K-Tel: Tinsel And Trash

This is the time of year when I get nostalgic for the tinsel and trash of my childhood holidays. Christmas was when the K-Tel schmaltz factory would infiltrate my cartoon afternoons with commercials hawking the "hits" from the likes of Mac Davis, Mouth & MacNeal and Donny Osmond...
 

But for my seventh Yuletide I caught the buzz from another K-Tel classic compilation: Superstars! The year was 1974. I was in grade two at HT Thrift in South Surrey and I was ready to rock to the sounds of BTO, Paper Lace and...The Three Degrees. I begged my parents for the album, declared that I was going to be a "rockstar," and on that magical morning when I ripped open the tinsel trash *voila!* Superstars awaited.      



It wasn't until years later, after my double album and my collection of 8-tracks had disappeared, that I learned K-Tel was a Canadian company founded by Philip Kives, a native of Saskatchewan. K-Tel got started in the late 60s with blockbusters like Twenty-five Polka Greats, which, according to their website, "sold a million and a half in Canada and [sic] USA."

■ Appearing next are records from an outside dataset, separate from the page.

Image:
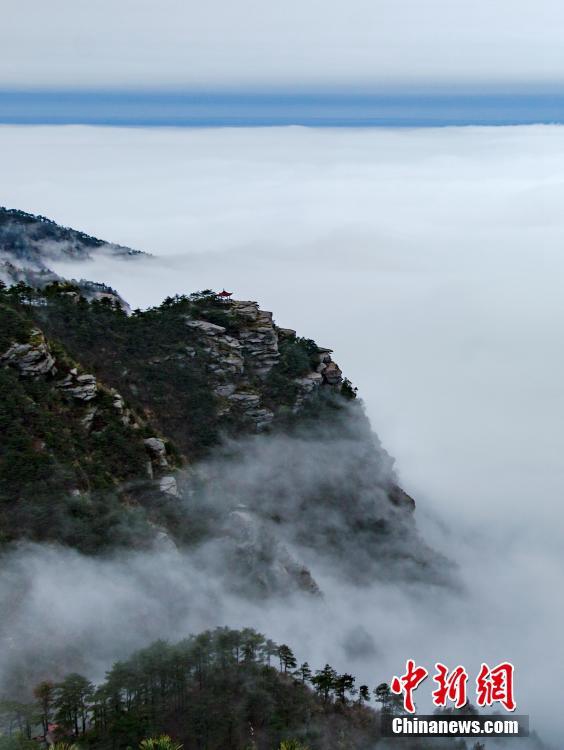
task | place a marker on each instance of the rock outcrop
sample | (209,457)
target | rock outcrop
(33,359)
(243,357)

Those were much simpler times, indeed.



 

Sunday, December 02, 2012

Eden Robinson: Nuyem


The Haisla concept of nuyem, or the handing down of protocols, suggests a universal pursuit common to all centers of cultural production. In the case of Eden Robinson, it refers to the customs of the Haisla from the Kitamaat territory of B.C.'s northern coast. Nearby Kitimat also happens to be the area where the Enbridge Pipeline Project wants to set up shop.

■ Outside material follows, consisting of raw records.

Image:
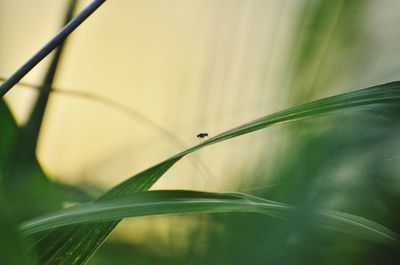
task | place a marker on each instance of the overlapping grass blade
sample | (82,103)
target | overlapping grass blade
(81,241)
(180,201)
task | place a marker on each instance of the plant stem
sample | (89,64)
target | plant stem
(50,46)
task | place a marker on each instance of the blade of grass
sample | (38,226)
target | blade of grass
(75,244)
(184,202)
(50,46)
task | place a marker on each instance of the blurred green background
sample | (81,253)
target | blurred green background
(205,66)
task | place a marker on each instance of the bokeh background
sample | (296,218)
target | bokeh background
(153,74)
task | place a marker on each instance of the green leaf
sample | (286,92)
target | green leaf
(75,244)
(181,201)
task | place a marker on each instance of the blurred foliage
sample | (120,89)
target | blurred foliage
(348,164)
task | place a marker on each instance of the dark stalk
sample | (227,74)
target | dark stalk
(50,46)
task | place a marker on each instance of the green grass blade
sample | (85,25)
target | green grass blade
(75,244)
(184,202)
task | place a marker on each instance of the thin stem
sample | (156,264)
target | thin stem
(50,46)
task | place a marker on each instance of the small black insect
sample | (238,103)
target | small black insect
(202,135)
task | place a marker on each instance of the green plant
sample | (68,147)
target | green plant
(72,235)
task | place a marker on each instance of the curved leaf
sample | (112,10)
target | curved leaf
(81,241)
(184,202)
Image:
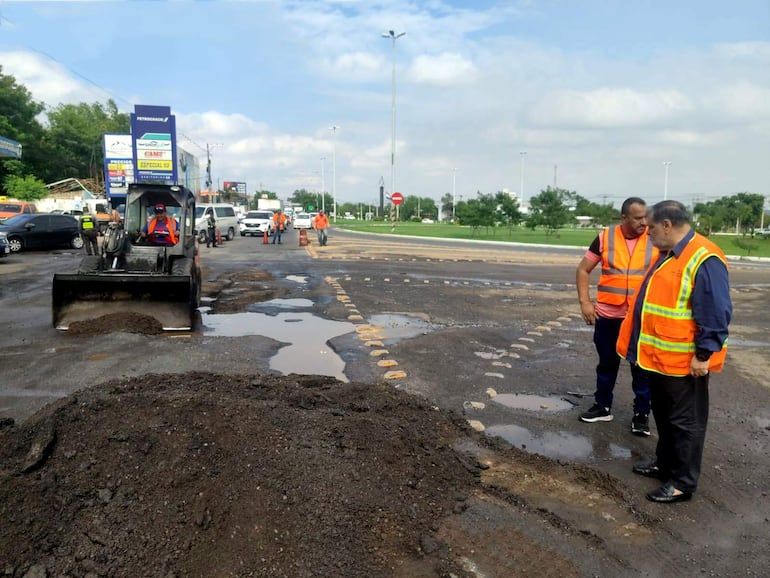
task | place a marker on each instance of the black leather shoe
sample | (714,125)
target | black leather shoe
(649,470)
(666,494)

Protocols can take on many different forms and lurk beneath the most innocuous of intentions. Enbridge and the Harper government suggest the pipeline will be a boon to the economy and transform Canada for the better. The so-called benefits will create a legacy that will sustain future generations. As for any local protocols, however, only the strong can survive. In The Sasquatch at Home: Traditional Protocols and Modern Storytelling, Robinson provides a response:
“As clear and complete as we want this discussion of our nuyem to be, it is important to recognize that the Old People realized that some things cannot be shared. This was and remains a way of preserving our culture. In times past, it was recognized that whatever the missionaries knew about our culture, they tried to suppress. The less they knew, the safer our traditions remained. Nowadays, we simply realize that there are aspects of our traditional perspective and values that non-Haislas would never be able to understand.”
(Roy Henry Vickers)
This strategy of exclusion, one limited to the Haisla community and those close to it, is seen as essential for their survival. Any "Canadian" protocols, such as those advocated by Harper or Enbridge, are simply neoliberal economic assumptions - other forms of cultural imperialism - masquerading as national virtues. For me, someone sympathetic to the Haisla nuyem but outside their community, I wonder how any strategy that concludes the "other" is beyond understanding is sustainable in the long run. As Robinson realizes after taking her mother on a trip to Graceland:
“You should not go to Graceland without an Elvis fan. It’s like Christmas without kids – you lose that sense of wonder...In each story was everything she valued and loved and wanted me to remember and carry with me. This is nusa."
This "nusa," this way of teaching, is a conversation I want to be a part of, yet I know that history stands in the way. Can it be undone?